In keeping with the comparisons to Reed, Engram lacks ability in the blocking game. Also, he’s had issues with drops during his college career by diverting his eyes away before the ball is in his hands. He may be more focused on gaining yards after the catch than securing the ball. However, this shouldn’t stop Engram from becoming a strong tight end for the Giants whom desperately need someone to take over the role.

Round 2, Pick 23 (55) – Dalvin Tomlinson, DT – Alabama

Height: 6′ 3″
Weight: 310 lbs

An interesting pick for the Giants with RB Alvin Kamara and OG Dion Dawkins still available who appear to address needs but Dalvin Tomlinson may have been their best player available and for good reason.

Strong with powerful hips to help provide leverage and shed blocks while sticking to his role on each play. A very smart player with a high motor that was able to take full advantage of Alabama’s multiple-look defense.
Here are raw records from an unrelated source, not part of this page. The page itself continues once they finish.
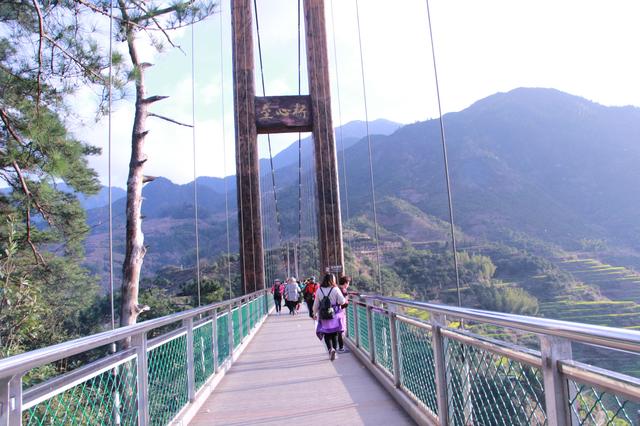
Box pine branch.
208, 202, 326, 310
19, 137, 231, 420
12, 161, 46, 264
42, 34, 105, 82
129, 0, 184, 51
148, 112, 192, 127
142, 95, 168, 104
A big concern would be his injury history and subsequent playing time. He tore an ACL his senior year of high school then tore his other ACL in his only game in 2013 at Alabama. Thus, he’s only had one season which he played more then 45 percent of defensive snaps.

Despite having two major knee surgeries and missing time, when Tomlinson did see the field he quickly became a leader and a sure tackler. Throughout his entire career in college, he only missed three tackles thanks to his wrestling days during high school where he was three-time state champion. He definitely knows how to take down the ball carrier.

Giants can afford the luxury of easing in Tomlinson and allowing him to study under veterans like Harrison but make no mistake, he will see the field and help minimize the opponents run game.

Round 4, Pick 34 (140) – Wayne Gallman, RB – Clemson

Height: 6′ 0″
Weight: 215 lbs

Still not satisfied with their stable of running backs, the Giants still are hoping to find that back who can takeover the position and Wayne Gallman just fulfill that role, or at least provide a spark to their running back committee.

While in Clemson, Gallman ran in a similar spread style offense that the Giants use so his familiarity will translate well and able to continue his downhill power running style. Known for his ability to break tackles with his broad shoulders and continuously keeping his feet moving. He was used a lot during short third-down plays and in the red zone as he constantly broke through the line of scrimmage.

What he’s able to do between the tackles he can replicate on the edge. Once past the tackles, Gallman uses his abusive running style to punish small defenders. However, in the NFL, the smaller defenders will be a major step-up from college athletes and simply powering his way through may prove to be difficult. His impatience and decision making sometimes may cost him extra yardage by missing a gap or waiting for a block.

If he’s able to learn for lanes to develop like Le’Veon Bell, Gallman can provide that power running style to the Giants offense and help open up the passing attack, which may prove to be lethal.


Overall, the Giants addressed their offensive flaws through free agency and draft by signing Marshall and selecting Engram and Gallman. Marshall becomes an immediate threat in the passing game while Engram shouldn’t have much issue adjusting to the NFL. If Engram does flash similarities to Reed, Manning will rely on him over the middle and for an added safety blanket if the pocket collapses.

Gallman may develop further but should still be in rotation in the running back committee with Perkins and Vereen. It will be an interesting area to watch during training camp and preseason to see how their running situation unfolds. Either way, the run game should improve if, and only if, the offensive line can hold their blocks. With their last pick, the Giants did select Adam Bisnowaty, OT from Pittsburgh in the 6th round but has injury issues so may not see the field as a rookie.

The defense shouldn’t see any drop off and if Tomlinson brings his energy and tackling ability onto the field, the Giants may have a top 5 defense. If the offense gets back to how they performed in 2015, the New York Giants may have a run in the playoffs. The Washington Redskins will need to greatly improve their defense and hope that Cousins and the offense can put up similar numbers in order to have a fighting chance in the NFC East.